A common phenomenon in the summer vegetable garden is bolting - when crops produce a flowering stem prematurely before it can be harvested.
Bolting is the plant’s natural attempt to produce seeds and reproduce, however, by investing more energy in flower and seed production, the leaves become bitter-tasting and result in poor quality produce.
Why do plants bolt?
Bolting is a result of a change in temperature and day length, further accelerated by heat and water stress.
Hot weather and longer days flip the switch in the plant to rapidly produce flowers and seed and forsake leaf growth. This is very common in cool-season crops - as the weather gets above where the plant will survive, it hastens to reproduce before its time runs out.
Some biennial vegetables bolt in response to cold weather, where a sudden cold spell in spring can signal that winter has come and gone and it’s now time to shoot seeds for the upcoming season. This is often the case when plants are started off too early.

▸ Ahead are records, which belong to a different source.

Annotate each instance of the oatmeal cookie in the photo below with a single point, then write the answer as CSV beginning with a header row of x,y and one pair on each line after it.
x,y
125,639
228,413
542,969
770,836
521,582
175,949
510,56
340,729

Which plants are prone to bolting?
Edibles most at risk of bolting tend to be leafy crops that thrive in cooler temperatures. Crops inclined to bolt include basil, arugula, lettuce, spinach, cabbage, celery, leeks, onion, carrots, turnip and beetroot.
How to prevent bolting
Occasionally, if caught in the very early stages, bolting can be temporarily reversed by cutting off the flowers and flower buds. Some plants, like basil, will cease bolting and resume producing leaves. In other plants though, like lettuce and broccoli, removing flowers only allows for some extra time to harvest the crop before it becomes bitter.
Here are a few things you can do to keep your crops from bolting:
- Select bolt-resistant varieties.
- Offer shade to cool-season crops.
- Ensure the soil is healthy. Soil with sufficient nutrients and balanced moisture levels will encourage rapid growth.
- Keep soil temperature down by adding a layer of mulch and watering regularly.
- Harvest outer leaves to keep plants from maturing.
- Time the planting of cool-season vegetables for either early spring or late summer so vegetables can mature in cooler weather.
What to do when plants have bolted?
It’s not the end of the world! There will surely be a few leaves left to salvage and mix in with salads. Chop up root vegetables and use in soups or stews.
Bolted vegetables are a feast for pollinating insects, including bees, and a floriferous tinge of beauty for you to enjoy!